Still, there was only quiet below her. He wasn’t waking up, he wasn’t responding.
Which was when she felt a wave of dizziness and nausea welling up: he might be dead from a snake bite.
Or he might not even be there. A lot could happen in a couple of hours here. Hours? Good God, a lot could happen in a couple of seconds. Especially at night.
“Reggie: are you there?” Her voice had become a whimper that she didn’t recognize, a little girl’s plaintive cry to her father or mother. And, still, nothing.
She grabbed one of the tendon-like protrusions of bark on the trunk with her left hand and the branch above her head with her right. Then she leaned over and peered at the base of the tree where Reggie had been a few hours ago.
And she saw he was gone.
Still, she said his name once more, this time adding, Please.
But he wasn’t there. There was no question about it, none at all.

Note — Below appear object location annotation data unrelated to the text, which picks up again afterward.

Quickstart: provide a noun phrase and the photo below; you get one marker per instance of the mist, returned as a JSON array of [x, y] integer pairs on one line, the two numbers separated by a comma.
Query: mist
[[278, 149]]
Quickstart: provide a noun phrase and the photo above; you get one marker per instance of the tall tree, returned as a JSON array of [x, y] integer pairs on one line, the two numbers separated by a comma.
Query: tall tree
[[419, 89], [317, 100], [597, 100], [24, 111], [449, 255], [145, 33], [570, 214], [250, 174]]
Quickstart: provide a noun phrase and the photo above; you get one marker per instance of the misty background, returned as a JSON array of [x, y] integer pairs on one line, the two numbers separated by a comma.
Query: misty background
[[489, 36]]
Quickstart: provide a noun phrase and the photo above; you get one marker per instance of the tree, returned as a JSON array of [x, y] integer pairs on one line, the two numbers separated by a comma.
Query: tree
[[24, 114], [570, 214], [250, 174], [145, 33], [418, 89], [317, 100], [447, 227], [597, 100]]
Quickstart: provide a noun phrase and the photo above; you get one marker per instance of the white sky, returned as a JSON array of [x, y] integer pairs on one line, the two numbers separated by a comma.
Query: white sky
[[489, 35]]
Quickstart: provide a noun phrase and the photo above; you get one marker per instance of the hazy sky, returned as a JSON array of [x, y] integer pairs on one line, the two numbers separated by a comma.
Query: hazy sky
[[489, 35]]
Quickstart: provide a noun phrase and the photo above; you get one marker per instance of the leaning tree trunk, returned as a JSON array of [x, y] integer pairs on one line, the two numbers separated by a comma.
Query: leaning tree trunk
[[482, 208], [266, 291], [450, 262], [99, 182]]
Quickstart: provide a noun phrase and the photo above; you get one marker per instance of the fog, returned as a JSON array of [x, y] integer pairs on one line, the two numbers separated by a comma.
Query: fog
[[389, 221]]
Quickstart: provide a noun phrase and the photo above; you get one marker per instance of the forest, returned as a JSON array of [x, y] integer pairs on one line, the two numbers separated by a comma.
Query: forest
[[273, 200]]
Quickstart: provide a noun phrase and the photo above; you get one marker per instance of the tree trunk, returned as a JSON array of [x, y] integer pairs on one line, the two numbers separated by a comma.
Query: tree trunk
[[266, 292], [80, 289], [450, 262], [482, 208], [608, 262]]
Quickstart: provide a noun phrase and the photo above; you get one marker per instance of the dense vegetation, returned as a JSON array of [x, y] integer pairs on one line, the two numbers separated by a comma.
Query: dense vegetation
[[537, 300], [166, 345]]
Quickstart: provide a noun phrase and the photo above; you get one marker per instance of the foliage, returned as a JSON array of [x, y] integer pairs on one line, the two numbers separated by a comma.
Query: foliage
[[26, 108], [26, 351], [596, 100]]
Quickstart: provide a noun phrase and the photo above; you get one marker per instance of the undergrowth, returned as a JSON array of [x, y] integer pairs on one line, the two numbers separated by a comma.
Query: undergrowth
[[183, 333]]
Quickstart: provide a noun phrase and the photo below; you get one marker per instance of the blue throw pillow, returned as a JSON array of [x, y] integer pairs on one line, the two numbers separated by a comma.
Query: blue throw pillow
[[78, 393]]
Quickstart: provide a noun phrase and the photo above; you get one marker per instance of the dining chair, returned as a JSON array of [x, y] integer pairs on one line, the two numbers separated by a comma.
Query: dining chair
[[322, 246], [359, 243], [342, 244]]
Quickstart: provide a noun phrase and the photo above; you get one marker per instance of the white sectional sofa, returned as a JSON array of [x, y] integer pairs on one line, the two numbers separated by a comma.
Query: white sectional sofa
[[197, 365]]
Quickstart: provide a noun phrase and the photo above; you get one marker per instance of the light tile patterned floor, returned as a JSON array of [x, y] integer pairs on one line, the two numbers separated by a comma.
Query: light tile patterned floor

And, she understood, she was alone. She was absolutely and completely alone.
CHAPTER TWENTY
Terrance Dutton
But Sammy Davis Jr. and his spanking new wife, the Swedish actress May Britt (“War and Peace,” “The Hunters”), weren’t the only interracial couple that caused heads to turn at the studio’s Christmas party. Terrance Dutton may not have been flouting “the norm”—this is Hollywood, after all, not Dutton’s “native” Memphis—but some guests were uncomfortable that his date was the Parisian ingenue Juliette Fournier, known for her alabaster skin.